Multicenter external validation of prediction models for clinical outcomes after spinal fusion for lumbar degenerative disease

To address the problem of significant variability in postoperative outcome after lumbar fusion surgery due to a wide range of patient characteristics [5], CPMs were developed assisting in the decision-making process [23]. Khor’s model demonstrated good calibration and performance in their own, internal validation cohort [6] with comparable values in a small single-center external validation cohort [9]. Here, we performed a rigorous, multicenter external validation of Khor’s models (coined the SCOAP-CERTAIN tool) for prediction achieving the MCIC for 3 different clinical outcomes at 12 months postoperatively after lumbar fusion for degenerative disease. With data from the FUSE-ML study, we assess generalization of these CPMs and find that – while in terms of discrimination (binary prediction) the models generalize moderately well – the calibration (continuous risk assessment) seems to lack in robustness, although the cohorts appear comparable.
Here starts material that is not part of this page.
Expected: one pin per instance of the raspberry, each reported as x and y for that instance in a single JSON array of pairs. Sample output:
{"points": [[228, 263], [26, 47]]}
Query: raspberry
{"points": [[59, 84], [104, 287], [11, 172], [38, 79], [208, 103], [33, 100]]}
It is notoriously difficult to predict treatment response for patients undergoing lumbar spinal fusion for degenerative disease. While some indications such as isthmic spondylolisthesis represent a relatively clear indication for fusion, others such as low-grade degenerative spondylolisthesis with stenosis are less clear to benefit from addition of fusion [24, 25] The most extreme example certainly is chronic low back pain with concomitant discopathy [26]. While some individual patients with this pathology do profit from fusion, an unselected population does not: Randomized studies consistently indicate that, on the whole, fusion surgery does not yield significantly superior outcomes compared to conservative treatment for chronic low back pain [27]. Although surgery may not exhibit a clear advantage over conservative approaches in unselected patients with chronic low back pain, specific subsets of patients can genuinely experience benefits [28]. The critical factor for success in degenerative spine surgery lies in meticulous patient selection.

In the past, different methods were established to help select the best treatment option of the individual patient. From discography to pantaloon casting or considering radiological modifiers such as Modic-type endplate changes, many potential predicts of surgical success were evaluated, but often with very limited predictive ability [26, 28]. First, mostly radiological or physician-based outcomes were assessed, but over time, patient-reported outcome measures (PROMs) such as ODI [29] were implemented and validated trying to quantify and weigh symptoms to in the end justify risk and benefits of a potential surgery [30]. This then opened up the possibility of truly personalized medicine: Currently, the aim and idea of medical decisions is to consider every personal aspect of a patient’s physical and mental characteristics for the perfect treatment to fulfill the wide range of demanding aspects, such as symptom release for the patient, healing or preventing progression of a disease and balancing costs of the healthcare system by avoiding unnecessary diagnostics and treatments and complications [31, 32]. Another delicate aspect complicating medical decision making, is the wide range of symptoms that can be present in patients with degenerative lumbar spine diseases, e.g. facet-mediated pain, discogenic pain or myofascial pain [33], among others. The easiest would be, if we could pinpoint specific symptoms or patient characteristics, knowing that lumbar fusion would ease this symptom. With more information regarding the patient and e.g. the comorbidities to weigh up the risks of surgery in general versus the expected benefit, this could lead to improved risk–benefit counseling during clinics [34].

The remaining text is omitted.